|M.Sc Student||Pereg Uziahu|
|Subject||Channel Upgradation for Non-Binary Input Alphabets and MACs|
|Department||Department of Electrical Engineering||Supervisor||Professor Ido Tal|
|Full Thesis text|
By Shannon's seminal paper in 1948, we know that information can be sent reliably over a channel at all rates below channel capacity. This can be achieved by appropriate coding, with a sufficiently large block length n. Nevertheless, the so called Shannon's coding theorem is non-constructive, as it does not exhibit specific codes with efficient construction, encoding and decoding algorithms, and with rates that approach capacity. This work provides one of the tools required for the practical construction of capacity-achieving polar codes.
Consider a single-user or multiple-access channel with a large output alphabet. A method to approximate the channel by an upgraded version having a smaller output alphabet is presented and analyzed. The gain in sum-rate is controlled through fidelity parameter µ. The larger the fidelity parameter µ, the better the approximation on the one hand, but the larger the new output alphabet on the other.

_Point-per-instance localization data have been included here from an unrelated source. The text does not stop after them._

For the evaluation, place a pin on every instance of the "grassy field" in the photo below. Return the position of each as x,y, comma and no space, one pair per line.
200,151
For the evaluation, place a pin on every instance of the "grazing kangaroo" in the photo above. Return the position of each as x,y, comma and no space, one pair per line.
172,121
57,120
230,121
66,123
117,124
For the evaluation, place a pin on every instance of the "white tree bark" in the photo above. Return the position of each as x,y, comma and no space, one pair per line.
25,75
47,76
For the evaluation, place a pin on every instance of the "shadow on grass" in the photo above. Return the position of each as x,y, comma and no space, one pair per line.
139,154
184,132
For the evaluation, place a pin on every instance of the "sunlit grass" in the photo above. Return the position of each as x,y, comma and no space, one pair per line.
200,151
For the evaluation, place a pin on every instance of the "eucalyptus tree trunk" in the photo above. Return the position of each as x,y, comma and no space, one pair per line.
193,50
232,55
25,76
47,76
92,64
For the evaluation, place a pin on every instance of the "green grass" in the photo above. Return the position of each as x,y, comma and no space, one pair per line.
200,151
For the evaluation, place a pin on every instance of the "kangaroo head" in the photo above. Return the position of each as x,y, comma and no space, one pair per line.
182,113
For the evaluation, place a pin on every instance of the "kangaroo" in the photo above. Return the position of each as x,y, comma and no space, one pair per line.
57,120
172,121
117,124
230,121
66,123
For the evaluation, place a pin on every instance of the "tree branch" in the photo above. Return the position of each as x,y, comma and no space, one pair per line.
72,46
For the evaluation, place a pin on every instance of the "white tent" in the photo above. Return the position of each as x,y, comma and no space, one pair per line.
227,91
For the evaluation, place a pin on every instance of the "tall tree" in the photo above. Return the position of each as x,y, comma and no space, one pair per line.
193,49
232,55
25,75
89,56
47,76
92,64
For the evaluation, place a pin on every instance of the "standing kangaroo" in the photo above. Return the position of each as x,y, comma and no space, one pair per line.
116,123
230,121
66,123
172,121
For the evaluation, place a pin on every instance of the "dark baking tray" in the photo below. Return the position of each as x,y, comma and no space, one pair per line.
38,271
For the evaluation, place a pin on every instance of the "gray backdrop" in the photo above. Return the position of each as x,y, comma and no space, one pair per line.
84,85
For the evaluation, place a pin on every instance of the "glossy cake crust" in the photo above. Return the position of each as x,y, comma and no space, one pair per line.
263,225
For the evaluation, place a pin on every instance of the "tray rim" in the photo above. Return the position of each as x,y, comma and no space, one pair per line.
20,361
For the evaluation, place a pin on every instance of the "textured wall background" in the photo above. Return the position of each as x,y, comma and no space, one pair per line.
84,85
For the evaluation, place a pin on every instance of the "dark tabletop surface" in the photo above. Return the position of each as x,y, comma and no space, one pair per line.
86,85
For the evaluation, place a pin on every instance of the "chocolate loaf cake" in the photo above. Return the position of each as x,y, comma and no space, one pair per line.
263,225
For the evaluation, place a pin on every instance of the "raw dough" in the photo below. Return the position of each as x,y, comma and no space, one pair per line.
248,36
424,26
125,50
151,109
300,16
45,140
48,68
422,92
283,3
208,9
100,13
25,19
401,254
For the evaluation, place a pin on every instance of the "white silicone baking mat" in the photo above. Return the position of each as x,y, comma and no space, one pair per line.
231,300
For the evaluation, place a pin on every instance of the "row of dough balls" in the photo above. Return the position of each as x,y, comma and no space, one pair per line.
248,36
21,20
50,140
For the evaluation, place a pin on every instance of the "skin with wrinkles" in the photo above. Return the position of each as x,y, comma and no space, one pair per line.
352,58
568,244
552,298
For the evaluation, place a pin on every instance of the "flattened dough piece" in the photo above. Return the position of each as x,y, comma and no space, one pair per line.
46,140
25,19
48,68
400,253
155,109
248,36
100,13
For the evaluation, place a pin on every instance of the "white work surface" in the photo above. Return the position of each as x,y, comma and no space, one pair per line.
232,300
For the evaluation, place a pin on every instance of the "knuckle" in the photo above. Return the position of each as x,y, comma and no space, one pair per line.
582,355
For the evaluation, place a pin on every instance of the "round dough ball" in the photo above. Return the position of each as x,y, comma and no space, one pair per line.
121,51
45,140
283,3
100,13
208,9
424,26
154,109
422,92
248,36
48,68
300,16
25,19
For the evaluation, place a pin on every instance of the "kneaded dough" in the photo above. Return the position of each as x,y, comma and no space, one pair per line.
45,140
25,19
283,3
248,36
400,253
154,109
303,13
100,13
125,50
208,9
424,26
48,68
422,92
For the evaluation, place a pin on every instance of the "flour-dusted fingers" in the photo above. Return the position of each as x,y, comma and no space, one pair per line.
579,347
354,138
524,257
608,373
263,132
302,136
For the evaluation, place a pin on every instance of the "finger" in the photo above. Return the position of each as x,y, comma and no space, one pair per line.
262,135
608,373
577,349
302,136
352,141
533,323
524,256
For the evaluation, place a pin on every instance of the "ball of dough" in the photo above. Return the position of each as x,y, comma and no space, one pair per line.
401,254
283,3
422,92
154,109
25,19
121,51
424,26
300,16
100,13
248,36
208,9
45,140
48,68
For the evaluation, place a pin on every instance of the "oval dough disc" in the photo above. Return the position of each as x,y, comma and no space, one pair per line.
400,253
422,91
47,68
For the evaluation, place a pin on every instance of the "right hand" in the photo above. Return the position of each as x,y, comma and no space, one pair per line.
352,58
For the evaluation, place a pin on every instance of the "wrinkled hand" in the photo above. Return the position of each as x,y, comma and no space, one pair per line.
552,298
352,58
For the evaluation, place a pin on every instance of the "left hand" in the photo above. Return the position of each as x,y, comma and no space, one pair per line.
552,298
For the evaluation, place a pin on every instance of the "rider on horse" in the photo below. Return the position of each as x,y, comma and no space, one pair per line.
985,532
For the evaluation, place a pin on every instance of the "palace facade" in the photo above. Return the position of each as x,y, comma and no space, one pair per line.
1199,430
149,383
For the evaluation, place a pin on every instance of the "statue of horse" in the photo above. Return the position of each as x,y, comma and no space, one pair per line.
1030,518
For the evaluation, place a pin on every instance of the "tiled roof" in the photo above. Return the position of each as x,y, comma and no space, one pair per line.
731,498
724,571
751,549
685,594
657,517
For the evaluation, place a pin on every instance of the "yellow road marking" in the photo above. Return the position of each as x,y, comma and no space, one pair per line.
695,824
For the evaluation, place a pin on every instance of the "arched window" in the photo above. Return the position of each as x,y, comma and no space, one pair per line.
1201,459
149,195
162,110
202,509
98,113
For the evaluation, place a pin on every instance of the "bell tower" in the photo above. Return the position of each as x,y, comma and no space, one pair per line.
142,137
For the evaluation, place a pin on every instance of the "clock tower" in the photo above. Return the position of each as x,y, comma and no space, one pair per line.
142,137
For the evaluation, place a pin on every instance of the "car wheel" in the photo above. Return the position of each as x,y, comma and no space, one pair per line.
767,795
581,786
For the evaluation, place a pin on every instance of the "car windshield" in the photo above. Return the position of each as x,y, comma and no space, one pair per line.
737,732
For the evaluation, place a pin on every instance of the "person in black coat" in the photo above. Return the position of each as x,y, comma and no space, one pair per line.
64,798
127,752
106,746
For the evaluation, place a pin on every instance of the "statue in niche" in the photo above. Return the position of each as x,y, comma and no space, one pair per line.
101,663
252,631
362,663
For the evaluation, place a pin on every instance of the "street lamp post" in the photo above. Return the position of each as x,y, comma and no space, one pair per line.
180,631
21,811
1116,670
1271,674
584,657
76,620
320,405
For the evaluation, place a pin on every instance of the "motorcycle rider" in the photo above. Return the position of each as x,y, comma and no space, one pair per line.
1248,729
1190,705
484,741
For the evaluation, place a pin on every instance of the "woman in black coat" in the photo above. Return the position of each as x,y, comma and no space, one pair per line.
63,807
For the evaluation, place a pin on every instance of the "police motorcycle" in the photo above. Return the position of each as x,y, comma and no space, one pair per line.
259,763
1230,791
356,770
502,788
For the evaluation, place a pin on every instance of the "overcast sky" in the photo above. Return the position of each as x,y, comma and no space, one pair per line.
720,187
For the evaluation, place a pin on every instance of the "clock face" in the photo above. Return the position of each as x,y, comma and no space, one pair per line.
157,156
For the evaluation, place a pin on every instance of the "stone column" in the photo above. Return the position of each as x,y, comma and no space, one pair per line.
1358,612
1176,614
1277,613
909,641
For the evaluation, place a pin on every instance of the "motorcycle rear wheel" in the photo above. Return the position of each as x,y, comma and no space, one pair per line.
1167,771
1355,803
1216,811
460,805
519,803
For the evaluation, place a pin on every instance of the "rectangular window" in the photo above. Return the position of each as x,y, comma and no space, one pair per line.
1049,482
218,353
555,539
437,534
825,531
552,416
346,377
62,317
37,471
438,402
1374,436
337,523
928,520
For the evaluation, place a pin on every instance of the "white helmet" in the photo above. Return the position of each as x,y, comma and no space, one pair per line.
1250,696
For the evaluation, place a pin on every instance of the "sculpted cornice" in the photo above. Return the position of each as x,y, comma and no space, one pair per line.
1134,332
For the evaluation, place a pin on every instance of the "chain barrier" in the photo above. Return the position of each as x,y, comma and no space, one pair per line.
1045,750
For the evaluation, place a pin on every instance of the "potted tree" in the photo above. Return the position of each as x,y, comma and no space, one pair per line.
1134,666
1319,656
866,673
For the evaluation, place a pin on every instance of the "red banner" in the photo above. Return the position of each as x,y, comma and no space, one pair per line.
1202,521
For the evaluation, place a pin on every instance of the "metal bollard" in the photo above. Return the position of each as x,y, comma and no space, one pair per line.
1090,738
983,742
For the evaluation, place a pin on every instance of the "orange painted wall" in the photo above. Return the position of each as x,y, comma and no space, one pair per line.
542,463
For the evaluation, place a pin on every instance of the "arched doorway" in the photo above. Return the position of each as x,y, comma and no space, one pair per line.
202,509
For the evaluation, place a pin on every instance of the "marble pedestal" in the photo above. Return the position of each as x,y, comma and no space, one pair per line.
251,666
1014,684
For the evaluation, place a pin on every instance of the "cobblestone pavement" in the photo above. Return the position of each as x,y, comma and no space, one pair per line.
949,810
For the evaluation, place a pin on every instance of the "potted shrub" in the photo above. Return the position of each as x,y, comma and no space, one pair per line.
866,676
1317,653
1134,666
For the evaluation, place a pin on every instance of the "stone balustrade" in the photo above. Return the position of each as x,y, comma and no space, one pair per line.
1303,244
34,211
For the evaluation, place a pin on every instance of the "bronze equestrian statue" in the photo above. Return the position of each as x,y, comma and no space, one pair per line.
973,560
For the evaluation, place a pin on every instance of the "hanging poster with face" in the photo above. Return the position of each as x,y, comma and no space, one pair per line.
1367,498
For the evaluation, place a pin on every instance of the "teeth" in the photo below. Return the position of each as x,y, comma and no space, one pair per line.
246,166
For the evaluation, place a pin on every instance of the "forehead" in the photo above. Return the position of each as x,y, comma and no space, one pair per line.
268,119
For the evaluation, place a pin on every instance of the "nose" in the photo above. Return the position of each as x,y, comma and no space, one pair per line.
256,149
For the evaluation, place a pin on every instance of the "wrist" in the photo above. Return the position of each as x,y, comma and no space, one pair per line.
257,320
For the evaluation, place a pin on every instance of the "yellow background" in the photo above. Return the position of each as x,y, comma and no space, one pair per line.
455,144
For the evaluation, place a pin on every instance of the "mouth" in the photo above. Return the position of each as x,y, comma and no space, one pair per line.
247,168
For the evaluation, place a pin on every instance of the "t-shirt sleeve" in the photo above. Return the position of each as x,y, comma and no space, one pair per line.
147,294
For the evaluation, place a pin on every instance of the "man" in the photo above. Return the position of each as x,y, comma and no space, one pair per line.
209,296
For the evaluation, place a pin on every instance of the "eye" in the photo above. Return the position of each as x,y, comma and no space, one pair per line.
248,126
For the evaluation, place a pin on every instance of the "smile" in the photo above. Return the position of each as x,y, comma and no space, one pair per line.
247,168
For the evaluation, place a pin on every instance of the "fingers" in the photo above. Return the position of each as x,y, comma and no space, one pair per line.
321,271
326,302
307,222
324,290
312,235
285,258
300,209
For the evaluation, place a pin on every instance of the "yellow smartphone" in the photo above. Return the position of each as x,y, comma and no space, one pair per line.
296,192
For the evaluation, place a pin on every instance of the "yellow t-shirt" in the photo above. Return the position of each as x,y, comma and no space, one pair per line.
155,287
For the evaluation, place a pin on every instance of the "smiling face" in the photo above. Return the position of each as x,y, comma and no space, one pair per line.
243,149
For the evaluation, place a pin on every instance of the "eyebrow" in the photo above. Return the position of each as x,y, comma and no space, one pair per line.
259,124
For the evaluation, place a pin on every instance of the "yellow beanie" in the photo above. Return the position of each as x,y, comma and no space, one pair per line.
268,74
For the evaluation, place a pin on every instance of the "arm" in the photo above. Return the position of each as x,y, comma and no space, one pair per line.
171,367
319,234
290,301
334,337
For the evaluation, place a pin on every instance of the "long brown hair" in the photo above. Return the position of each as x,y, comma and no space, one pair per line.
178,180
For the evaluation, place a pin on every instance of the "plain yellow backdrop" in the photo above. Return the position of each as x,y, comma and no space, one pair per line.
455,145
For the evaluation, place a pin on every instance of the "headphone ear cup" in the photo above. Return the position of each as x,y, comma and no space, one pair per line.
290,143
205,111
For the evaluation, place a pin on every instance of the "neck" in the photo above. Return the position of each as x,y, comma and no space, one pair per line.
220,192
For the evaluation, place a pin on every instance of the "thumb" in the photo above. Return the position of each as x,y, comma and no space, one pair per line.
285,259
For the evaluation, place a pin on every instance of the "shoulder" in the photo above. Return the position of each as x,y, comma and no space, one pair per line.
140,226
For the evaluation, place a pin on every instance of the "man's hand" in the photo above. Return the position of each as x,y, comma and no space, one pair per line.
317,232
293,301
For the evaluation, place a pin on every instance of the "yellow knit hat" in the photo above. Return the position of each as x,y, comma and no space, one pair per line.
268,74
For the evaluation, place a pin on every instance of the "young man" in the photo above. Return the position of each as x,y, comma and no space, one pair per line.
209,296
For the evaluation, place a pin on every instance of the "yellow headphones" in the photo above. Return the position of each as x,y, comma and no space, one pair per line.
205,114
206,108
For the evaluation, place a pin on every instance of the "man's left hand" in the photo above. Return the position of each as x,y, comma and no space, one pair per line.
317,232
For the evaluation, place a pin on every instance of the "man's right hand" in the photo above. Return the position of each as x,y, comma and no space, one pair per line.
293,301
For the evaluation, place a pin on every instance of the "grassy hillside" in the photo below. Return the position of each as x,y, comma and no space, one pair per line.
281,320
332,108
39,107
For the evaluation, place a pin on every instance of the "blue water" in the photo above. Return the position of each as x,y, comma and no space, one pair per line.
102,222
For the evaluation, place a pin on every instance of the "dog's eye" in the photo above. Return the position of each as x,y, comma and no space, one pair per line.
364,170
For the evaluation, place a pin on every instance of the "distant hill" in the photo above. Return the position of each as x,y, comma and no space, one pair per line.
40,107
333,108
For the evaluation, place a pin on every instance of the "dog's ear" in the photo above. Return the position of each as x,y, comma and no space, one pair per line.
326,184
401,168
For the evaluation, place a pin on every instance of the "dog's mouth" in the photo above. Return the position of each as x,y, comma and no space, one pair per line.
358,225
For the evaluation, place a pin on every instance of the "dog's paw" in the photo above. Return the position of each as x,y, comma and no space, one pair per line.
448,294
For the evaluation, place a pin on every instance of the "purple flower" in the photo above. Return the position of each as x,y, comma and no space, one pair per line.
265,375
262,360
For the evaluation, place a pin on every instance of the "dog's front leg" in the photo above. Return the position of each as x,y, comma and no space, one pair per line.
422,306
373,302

No assumption is made on the symmetry of the original channel, and the input alphabet need not be binary. Also, the input distribution is given and it is not necessarily uniform (it may be arbitrary). Moreover the input distribution remains fixed during the upgradation procedure. The approximation method is instrumental when constructing polar codes for an asymmetric channel setting or in the wiretap setting. The method is also applicable when constructing polar codes for compression.
The family of polar codes has been recently introduced by Erdal Arɩkan. In his seminal paper, Arɩkan introduces capacity-achieving codes for a large class of channels. On top of being capacity achieving, polar codes have efficient algorithms for both encoding and decoding. Furthermore, Honda and Yamamoto present a simple and elegant capacity-achieving polar coding scheme for a memoryless channel, which is not necessarily binary, nor symmetric. Nevertheless, a straightforward attempt to carry out such a coding scheme is intractable (the complexity would be exponential in the code length). For many important scenarios, our algorithm provides a hitherto missing ``building-block'' required to efficiently implement a polar coding scheme.